FDA clears first at-home test to predict lung and liver disease. The FDA has granted the first-ever clearance of a direct-to-consumer saliva collection test to screen for a protein deficiency associated with an elevated risk of developing either lung and/or liver disease. The AlphaID test, manufactured by Barcelona-based diagnostic firm Grifols, works by having the consumer use an at-home collection kit and sending the sample to a certified lab for processing. Results are available via an online portal within a few weeks. The new at-home test looks for genetic markers to detect alpha1-antitrypsin (alpha-1) deficiency, the most common risk factor for liver and lung diseases including COPD – a group of respiratory diseases that includes emphysema and chronic bronchitis and affects an estimated 16 million Americans, according to the Centers for Disease Control.
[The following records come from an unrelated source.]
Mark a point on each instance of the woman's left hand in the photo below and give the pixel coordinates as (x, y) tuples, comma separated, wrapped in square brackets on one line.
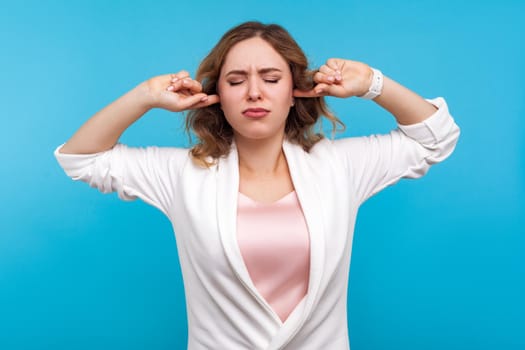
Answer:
[(339, 78)]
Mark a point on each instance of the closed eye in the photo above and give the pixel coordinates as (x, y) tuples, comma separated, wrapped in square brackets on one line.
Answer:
[(233, 83)]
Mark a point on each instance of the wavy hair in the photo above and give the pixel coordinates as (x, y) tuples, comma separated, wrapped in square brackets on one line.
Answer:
[(209, 124)]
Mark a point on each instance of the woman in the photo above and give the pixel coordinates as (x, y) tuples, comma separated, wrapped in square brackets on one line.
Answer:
[(263, 207)]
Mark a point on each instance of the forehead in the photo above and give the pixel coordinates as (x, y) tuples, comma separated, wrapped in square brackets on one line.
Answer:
[(253, 53)]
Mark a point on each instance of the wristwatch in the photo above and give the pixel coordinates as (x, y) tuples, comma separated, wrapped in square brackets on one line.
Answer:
[(376, 87)]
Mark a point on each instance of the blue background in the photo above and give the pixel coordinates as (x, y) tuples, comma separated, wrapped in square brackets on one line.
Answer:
[(438, 263)]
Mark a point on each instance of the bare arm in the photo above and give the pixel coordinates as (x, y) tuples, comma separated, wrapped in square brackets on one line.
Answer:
[(173, 92), (344, 78)]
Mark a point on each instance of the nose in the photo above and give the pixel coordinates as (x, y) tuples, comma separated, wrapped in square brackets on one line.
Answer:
[(254, 92)]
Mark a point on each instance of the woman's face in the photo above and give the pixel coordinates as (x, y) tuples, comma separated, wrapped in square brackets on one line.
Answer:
[(256, 90)]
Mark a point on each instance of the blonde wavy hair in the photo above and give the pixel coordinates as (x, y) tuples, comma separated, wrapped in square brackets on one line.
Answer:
[(209, 124)]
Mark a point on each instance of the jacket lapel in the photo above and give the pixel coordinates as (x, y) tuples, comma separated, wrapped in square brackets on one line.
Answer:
[(307, 191), (227, 195)]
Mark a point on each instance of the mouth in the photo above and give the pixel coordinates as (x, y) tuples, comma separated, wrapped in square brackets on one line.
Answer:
[(255, 112)]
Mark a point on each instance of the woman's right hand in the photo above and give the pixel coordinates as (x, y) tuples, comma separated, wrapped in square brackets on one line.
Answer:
[(177, 92)]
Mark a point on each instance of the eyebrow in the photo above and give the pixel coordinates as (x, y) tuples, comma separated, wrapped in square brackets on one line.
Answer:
[(260, 71)]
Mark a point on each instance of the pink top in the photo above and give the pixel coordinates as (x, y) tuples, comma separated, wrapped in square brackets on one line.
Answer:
[(274, 243)]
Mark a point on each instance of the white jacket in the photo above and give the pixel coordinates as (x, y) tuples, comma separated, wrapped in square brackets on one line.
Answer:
[(225, 310)]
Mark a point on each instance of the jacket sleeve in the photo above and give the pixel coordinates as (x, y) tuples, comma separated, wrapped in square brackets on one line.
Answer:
[(377, 161), (147, 173)]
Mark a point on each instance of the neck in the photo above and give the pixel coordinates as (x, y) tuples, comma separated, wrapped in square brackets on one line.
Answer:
[(261, 157)]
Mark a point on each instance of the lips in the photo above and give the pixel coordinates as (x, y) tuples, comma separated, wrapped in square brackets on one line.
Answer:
[(255, 112)]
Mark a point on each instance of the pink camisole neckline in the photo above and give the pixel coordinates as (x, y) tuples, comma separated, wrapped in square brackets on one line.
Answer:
[(274, 243)]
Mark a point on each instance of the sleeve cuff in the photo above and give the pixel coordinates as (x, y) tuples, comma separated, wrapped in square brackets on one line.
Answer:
[(434, 128)]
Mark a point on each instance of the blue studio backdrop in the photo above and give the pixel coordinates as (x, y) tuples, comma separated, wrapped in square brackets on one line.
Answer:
[(437, 263)]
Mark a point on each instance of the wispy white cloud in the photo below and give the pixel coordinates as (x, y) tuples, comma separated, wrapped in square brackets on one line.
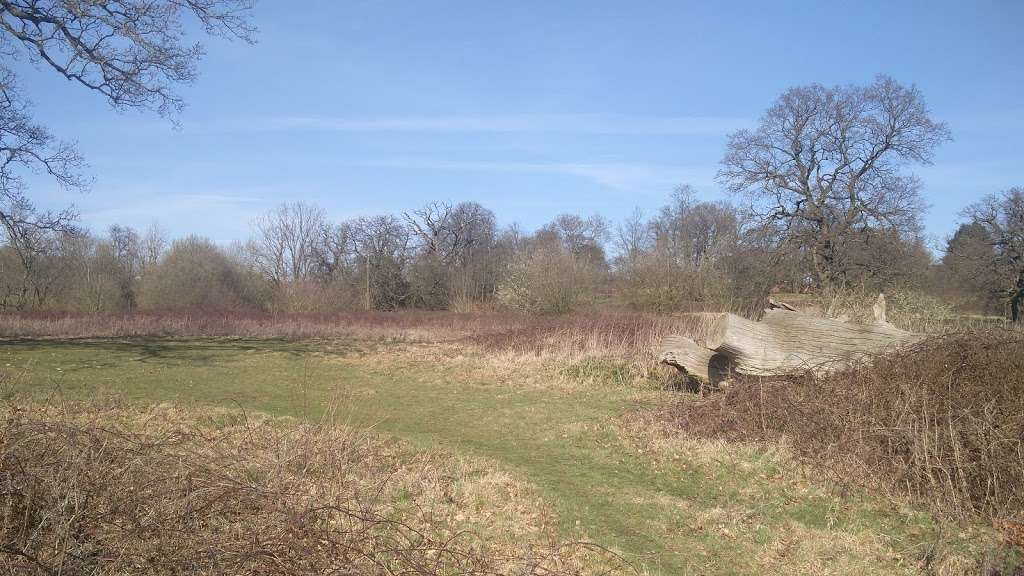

The AlphaID test relies on the same Grifols alpha-1 diagnostic that has been available to physicians since 2018. Grifols advises that patients discuss their test results with their physicians because only a healthcare professional can make an alpha-1 diagnosis.

Updates to Least Burdensome Guidance. In late October 2022, FDA issued a guidance titled “Developing and Responding to Deficiencies in Accordance with the Least Burdensome Provisions.” This guidance applies to instances where the FDA issues requests for additional information or deficiency letters to sponsors during review of marketing applications (ie, premarket approval (PMA), humanitarian device exemption (HDE), 510(k), or de novo submissions). The guidance provides principles that FDA reviewers should follow when developing deficiency letters and suggests content and format. The guidance also provides recommendations on how sponsors should provide responses to deficiency letters. The appendix to the guidance provides examples of deficiencies and sponsor responses for various types of marketing applications.